Well, let's talk about normal organizations - if you can go from Commit to Pass in about 3 and a half minutes, you're in the median range: half the organizations will still outperform you, half won't.

If you take longer than 28 minutes, you definitely have to improve - 95% of organizations can do better!


Build Failure Rate 

The percentage of committed changes causing a failure.

The specific root cause of the failure could be anything - from build verification, compilation errors or test automation - no matter what, I'm amazed to learn that 30% of projects seem to have their engineering practice and IDE tooling so well under control that they don't even have that problem at all, and that's great to hear. 
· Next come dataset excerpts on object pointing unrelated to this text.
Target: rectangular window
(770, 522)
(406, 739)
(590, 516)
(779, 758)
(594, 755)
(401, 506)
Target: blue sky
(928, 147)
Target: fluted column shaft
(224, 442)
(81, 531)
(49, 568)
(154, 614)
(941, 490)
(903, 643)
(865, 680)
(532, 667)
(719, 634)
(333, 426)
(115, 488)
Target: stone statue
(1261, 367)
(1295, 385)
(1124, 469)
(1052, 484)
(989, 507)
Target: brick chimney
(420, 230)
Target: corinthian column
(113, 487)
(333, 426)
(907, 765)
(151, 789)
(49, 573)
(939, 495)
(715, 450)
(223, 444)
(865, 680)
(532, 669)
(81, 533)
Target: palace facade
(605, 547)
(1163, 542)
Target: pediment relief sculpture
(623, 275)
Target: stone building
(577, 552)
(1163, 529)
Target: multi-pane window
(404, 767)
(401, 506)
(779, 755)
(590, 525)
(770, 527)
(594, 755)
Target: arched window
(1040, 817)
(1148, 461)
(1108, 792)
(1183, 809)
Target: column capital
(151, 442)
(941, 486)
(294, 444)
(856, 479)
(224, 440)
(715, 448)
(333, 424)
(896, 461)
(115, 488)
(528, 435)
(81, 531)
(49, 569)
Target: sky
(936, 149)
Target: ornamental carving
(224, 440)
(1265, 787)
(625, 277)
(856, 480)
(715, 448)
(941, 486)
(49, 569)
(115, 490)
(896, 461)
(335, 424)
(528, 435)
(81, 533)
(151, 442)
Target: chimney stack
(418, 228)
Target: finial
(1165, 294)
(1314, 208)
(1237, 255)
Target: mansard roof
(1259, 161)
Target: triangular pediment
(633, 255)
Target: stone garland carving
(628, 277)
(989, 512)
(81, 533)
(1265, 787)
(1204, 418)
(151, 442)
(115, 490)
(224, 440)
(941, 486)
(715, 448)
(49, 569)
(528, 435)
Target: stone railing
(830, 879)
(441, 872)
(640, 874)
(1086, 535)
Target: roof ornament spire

Well, if that's a problem for you like 1/5th of the time, you'd still pass as average, but if a third or more of your changes are causing problems, you should look to improve quickly and drastically!


Pipeline Restoration Time

How long it takes to fix a problem in the pipeline.

Okay, failure happens. Not to everyone (see above), but to most. And when it does, you have failure demand - work only required because something failed. The top 10% organizations can recover from such a failure within 10 minutes or less, so they don't sweat much when something goes awry. If you can recover within the hour, you're still on average.
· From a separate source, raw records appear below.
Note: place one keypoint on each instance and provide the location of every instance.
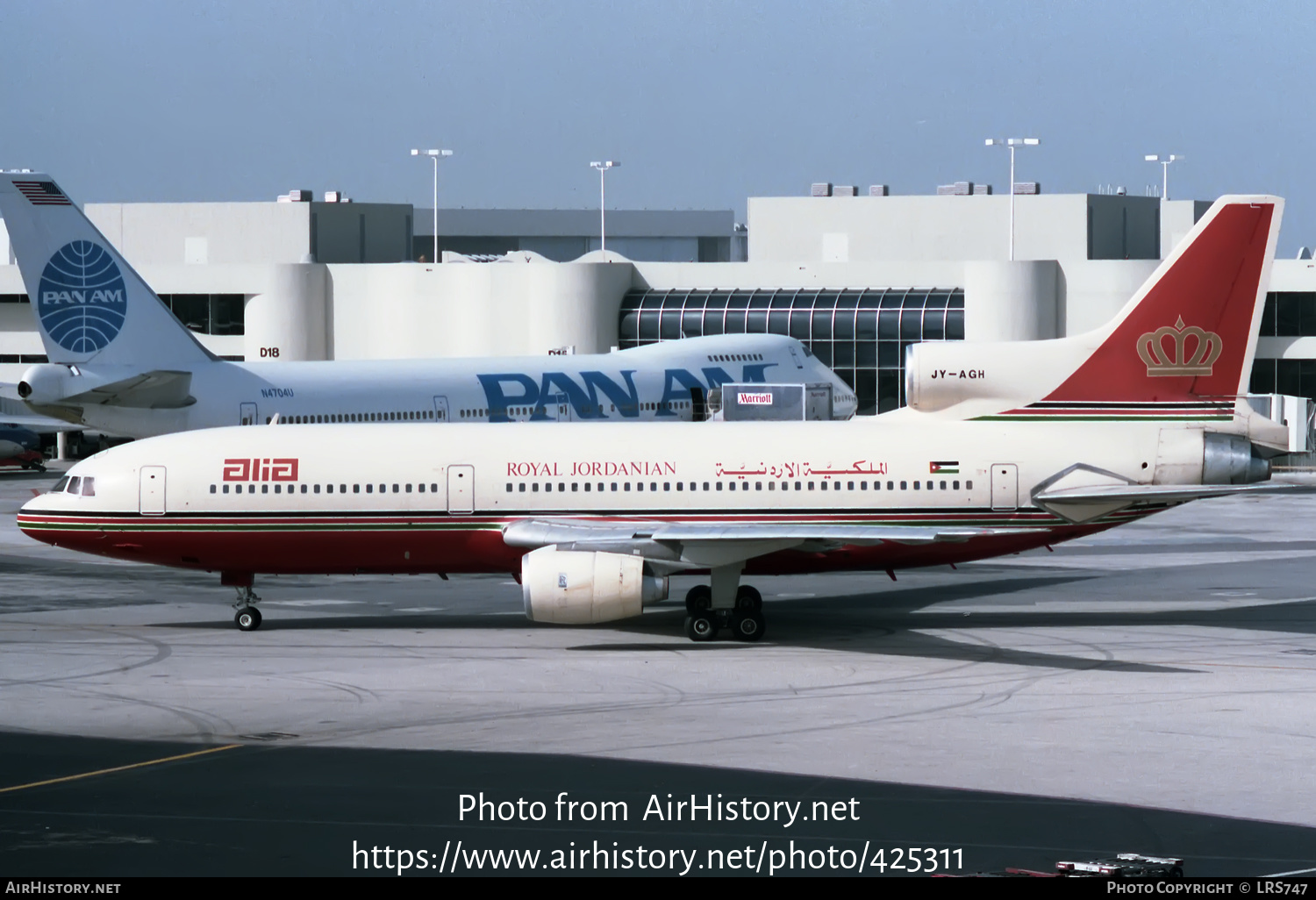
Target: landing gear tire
(747, 626)
(247, 618)
(700, 599)
(747, 599)
(700, 628)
From there, we quickly get into a hugely spread distribution - the median moves between 3 hours and 18 hours, and the bottom 5% take multiple days. The massive variation between 3 and 18 hours is explained easily - if you can't fix it before EOB, there's an entire night between issue and resolution.
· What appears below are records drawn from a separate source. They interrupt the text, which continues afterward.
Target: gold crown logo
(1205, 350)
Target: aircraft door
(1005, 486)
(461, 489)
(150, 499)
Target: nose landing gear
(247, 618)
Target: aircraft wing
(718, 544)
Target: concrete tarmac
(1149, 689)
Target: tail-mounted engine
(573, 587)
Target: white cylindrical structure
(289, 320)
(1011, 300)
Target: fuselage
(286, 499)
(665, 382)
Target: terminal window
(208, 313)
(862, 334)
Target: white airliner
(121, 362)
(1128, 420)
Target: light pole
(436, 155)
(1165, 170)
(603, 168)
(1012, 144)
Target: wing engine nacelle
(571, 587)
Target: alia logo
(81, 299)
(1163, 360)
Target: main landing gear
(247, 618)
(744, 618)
Nightly builds, which were a pretty decent practice just a decade ago, would immediately throw you at or below median - not working between 6pm and 8am would automatically botch you above 12 hours, which puts you at the bottom already.


First-time Fix Rate

Assuming you do have problems in the pipeline - which many don't even have, you occasionally need to provide a fix to return your pipeline to Green condition.
If you do CI well, your only potential problem should be your latest commit, and if you follow the rules on build frequency properly, the worst case scenario is reverting your change, and if you're not certain that your fix will work, that's the best thing you can do in order to return to a valid build state.

Half the organizations seem to have this under control, while the bottom quartile still seems to enjoy a little bit of tinkering - with fixes being ineffective or leading to additional failures. 
If that's you, you have homework to do.


Deployment Frequency

The proof of the pudding: How often you successfully put an update into production.

Although Deployment Frequency is clearly located outside the core CI process, if you can't reliably and frequently deploy, you might have issues you maybe shouldn't have.

If you want to be great, aim for moving from valid build to installed build many times a day. If you're content with average, once a day is probably still fine. When you can't get at least one deployment a week, your deployment process is definitely ranking on the bottom of the barrel and you have definite room for improvement.

There are many root causes for lower deployment frequency, though: technical issues, organizational issues or just plain process issues. Depending on what they are, you're looking at an entirely different solution space: for example, improving technically won't help as long as your problem is an approval orgy with 17 different comittees.


Conclusion

Continuous Integration is much more than having a pipeline.

Doing it well means:

  1.  Integrating multiple times a day, preferably multiple times an hour
  2. Having such high quality that you can be pretty confident that there are no failures in the process, 
  3. And even when a failure happens, you don't break a sweat when having to fix it
And finally, your builds should always be in a deployable condition - and the deployment itself should be so safe and effortless that you can do it multiple times a day.

Thousands of companies world-wide can do that already. What's stopping you?